Second week at Central Saint Martins. Every Monday and Tuesday I get off that train and to quote Dorothy Gale ” I’m not in Kansas anymore”, though Thames Ditton is hardly a dust bowl and I haven’t yet seen Miss Grinch outside Waitrose).
What’s amazing is how a fifteen minute train ride can change your world. Huge walks through brightly lit undergrounds,mega restaurants,men in skirts. Enough already – I’m beginning to sound like the musical number ( usually the third song in) where the ingenue launches into some new world , see Michael Crawford in Hello Dolly, “Put on your Sunday clothes”, but the list is endless.
So far, during the sixteen hours I’ve been there , I’ve had craft sessions in ideas and story structure, lectures on theatre business and my first lab with the head of a theatre company ( Rob Drummer – Company of Angels). But it’s the extras – or rather the guidance leading one to make use of them – that make this feel unique to me.
So, I’ve been to a play set in a Karaoke bar on the Uxbridge Road, watched the stars of the future perform monologues which shall surely earn them a good agent, been to a Q&A with influencers of all stage, screen, radio and TV, and an invite to a naming of a theatre company.
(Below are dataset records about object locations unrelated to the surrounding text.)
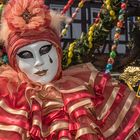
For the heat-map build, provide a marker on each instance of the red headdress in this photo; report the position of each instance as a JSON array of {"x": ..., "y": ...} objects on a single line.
[{"x": 27, "y": 21}]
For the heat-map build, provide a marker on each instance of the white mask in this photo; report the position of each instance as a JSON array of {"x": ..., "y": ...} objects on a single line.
[{"x": 39, "y": 61}]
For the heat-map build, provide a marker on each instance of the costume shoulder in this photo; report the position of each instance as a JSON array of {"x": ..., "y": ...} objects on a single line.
[{"x": 8, "y": 80}]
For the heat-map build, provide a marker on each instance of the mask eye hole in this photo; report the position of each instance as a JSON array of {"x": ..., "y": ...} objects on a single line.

Tomorrow night there is a scratch night at the Pleasance, a local fringe venue.
I’ve written five-year plans, story outlines, early pages of the play for our degree, researched theatres, entered competitions and last but not least, this blog.
Yes, I’m a busy bee indeed. Must go – I ‘ve set myself the challenge to write a ten minute short on Britain after Brexit – just hope it won’t prove too hard…
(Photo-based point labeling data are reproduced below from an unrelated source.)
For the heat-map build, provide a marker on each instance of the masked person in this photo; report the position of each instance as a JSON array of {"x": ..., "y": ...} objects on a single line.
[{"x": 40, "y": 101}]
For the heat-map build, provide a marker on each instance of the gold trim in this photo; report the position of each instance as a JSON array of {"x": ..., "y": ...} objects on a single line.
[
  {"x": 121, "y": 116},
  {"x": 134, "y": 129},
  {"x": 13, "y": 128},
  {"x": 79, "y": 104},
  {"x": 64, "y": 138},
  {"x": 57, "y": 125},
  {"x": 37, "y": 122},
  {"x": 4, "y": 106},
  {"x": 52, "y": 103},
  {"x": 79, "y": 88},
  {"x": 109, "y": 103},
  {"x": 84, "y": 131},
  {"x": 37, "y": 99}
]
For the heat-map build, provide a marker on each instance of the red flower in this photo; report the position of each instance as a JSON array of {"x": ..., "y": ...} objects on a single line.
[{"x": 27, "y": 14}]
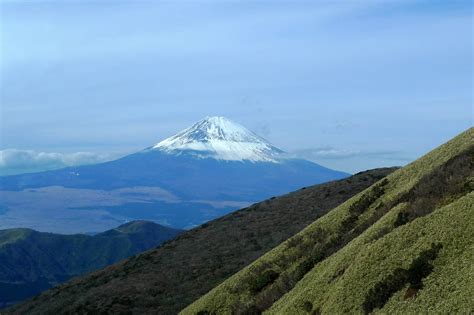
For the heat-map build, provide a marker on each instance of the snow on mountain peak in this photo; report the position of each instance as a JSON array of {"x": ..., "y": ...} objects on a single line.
[{"x": 221, "y": 139}]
The time has come. I’m about to step through the institute of learning that is Central Saint Martins, not so much “hallowed portals” as industrial chic really. Imagine a huge victorian warehouse with a street running through it. It is actually called “the Street” – a wide avenue with shop-fronted workshops, a café, an art shop, and at the end a bar. I longed to show the girls around, but they were not allowed beyond the ping-pong tables at the far end. Outside a large square with timed mini jets and concrete benches, which can be seen in the latest Bridget Jones film.
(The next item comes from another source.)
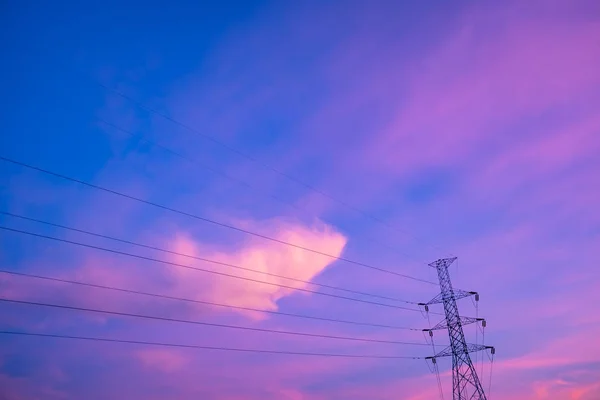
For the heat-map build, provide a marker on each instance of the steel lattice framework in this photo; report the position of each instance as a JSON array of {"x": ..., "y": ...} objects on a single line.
[{"x": 465, "y": 382}]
I won’t pretend the nerves haven’t kicked in. They have and tomorrow there’ll be screams of panic inside. I have tried to be prepared but I can’t help feeling it is never enough. All last week a plethora of Amazon parcels flew through the door – ten Shakespeares, a volume of Chekhov, books on Screenplays,etc. Luckily I could make up the reading list from a huge collection dotted around here.
This last friday I attended a welcome day which consisted of stalls for the library, students union, health services,etc and lots of lovely designer canvas bags ( no more 10p Waitrose plastic recyclers on my shopping trips thank you very much) and then to the main event.
An assortment of the main department heads of the college – all full of welcomes, advice and humour and the (as in a comedy gig) usual questions of which course are you on? Not many from MAs and I’m sure most people still think I’m Staff. The Acting Course were loudest unsurprisingly, will they still be laughing when they have to perform a scene butt-naked as was the norm twenty years ago at the Drama Centre- all in the name of barrier breakdown?
And then, Jeremy Till. Fluffy white-hair and wise – a modern day Wizard from behind the curtain but this time with a Powerpoint presentation. Short rules which he went on to explain. Be curious, always ask, be yourself and,as CSM is so prized :- Be confident, not arrogant. Hand on heart there is no chance of the latter with me.
I’m away now to pack a bag filled with flashy new stationery, sort out student travel and cram in a copy of Hamlet. Wish me luck.